Additionally, cultural competence and population differences are incorporated throughout all of Pitt’s new and existing public health courses. Capstone assignments are based on cases in which there are cultural or socioeconomic differences in populations; these require final products geared to each population represented in the case, explains Feingold. For example, one part of the project would be a communication plan that identifies specific messages and methods to reach the different populations served.

“A case may include a population that is 50 percent Hispanic and 50 percent African American, and the student is expected to take language, cultural, educational, and economic differences into account when addressing the assignment,” says Feingold. Because access to care — as a result of financial or logistical issues, such as transportation — can cause healthcare disparities, acknowledging and recommending solutions to these issues is also critical.

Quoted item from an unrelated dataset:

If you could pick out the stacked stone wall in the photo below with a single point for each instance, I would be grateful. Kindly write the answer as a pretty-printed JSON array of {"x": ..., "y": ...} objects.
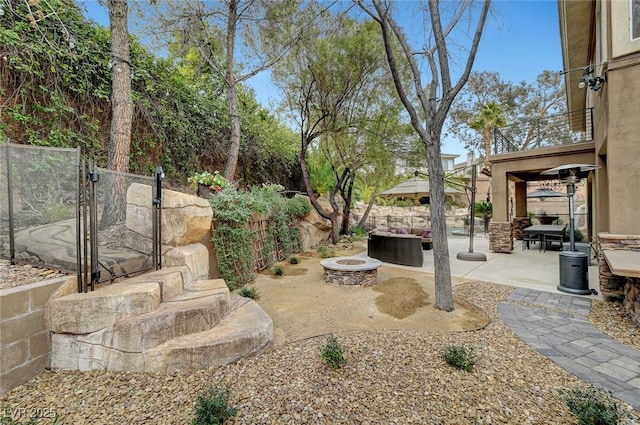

Cultural differences in public health, however, are not always related solely to the client population, Feingold says. “A case might also include a situation with a boss who is of a different culture or gender,” she explains, “and the student must determine the most effective way to work with the individual as policies or public health programs are proposed.”

At this time, both BU and Pitt have focused on changes to their master’s degree curricula, as neither school offers an undergraduate degree in public health. However, both institutions report that they are constantly evaluating their programs.

“Changing the curriculum is a challenge, but it is the right thing to do,” says Sullivan. “I remind people that this is a work in progress.”●

Sheryl S. Jackson is a contributing writer for INSIGHT Into Diversity.